CGデザイナーの川村(@tsumiki_room)です
TouchDesignerに新しく「POPs」というファミリーが加わりました
今回はPOPsの面白さとおすすめの始め方を紹介します
1️⃣POPsってなに?
POPs(ポップス/Point Operators)は、TouchDesignerのExperimental(実験的)ビルドで使える新しい仕組みです(2025年6月現在)。
POPs-A new Operator Family for TouchDesigner
名称から受ける印象はUnityのVFXgraphやUEのNaiagaraといったパーティクルシステムを連想させますが、単なるパーティクル演出のための機能ではありません。

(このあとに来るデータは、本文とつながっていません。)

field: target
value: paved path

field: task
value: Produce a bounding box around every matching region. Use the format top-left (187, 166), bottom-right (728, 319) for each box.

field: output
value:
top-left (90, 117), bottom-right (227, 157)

その本質はむしろ、「アトリビュート(属性/Attribute)」を中心としたジオメトリやポイントの制御を、より自由で柔軟に扱える新しい仕組みにあります。
各ポイントがもつ色、大きさ、位置、回転、寿命などの情報を、ノードベースで組み合わせながらリアルタイムに制御できる構造は、従来のSOPの発展形であり、GPUベースで動作するTOPの3D拡張のような感触もあります。

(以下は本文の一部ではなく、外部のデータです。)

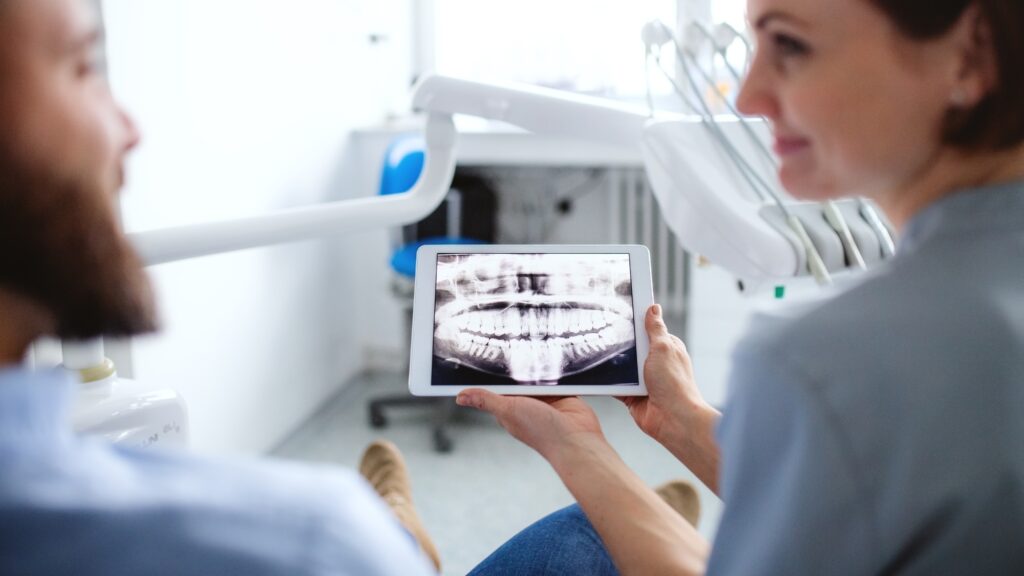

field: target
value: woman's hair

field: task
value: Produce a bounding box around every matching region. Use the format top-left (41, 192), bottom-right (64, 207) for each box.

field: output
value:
top-left (868, 0), bottom-right (1023, 150)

たとえば、これまでHoudiniなど外部ツールでしか生成が難しかった属性の割当てやプロシージャルなモデル制御もTouchDesignerの中だけでより動的に、属性ベースで細かく作り込むことが可能になります。
また、ワークフローがGPUベースになったことで、geoCOMPを軸とした従来の”複製して並べる”という発想から一歩進み、個々のオブジェクトごとに異なる振る舞いをさせるような制御も簡単におこなえるようになりました。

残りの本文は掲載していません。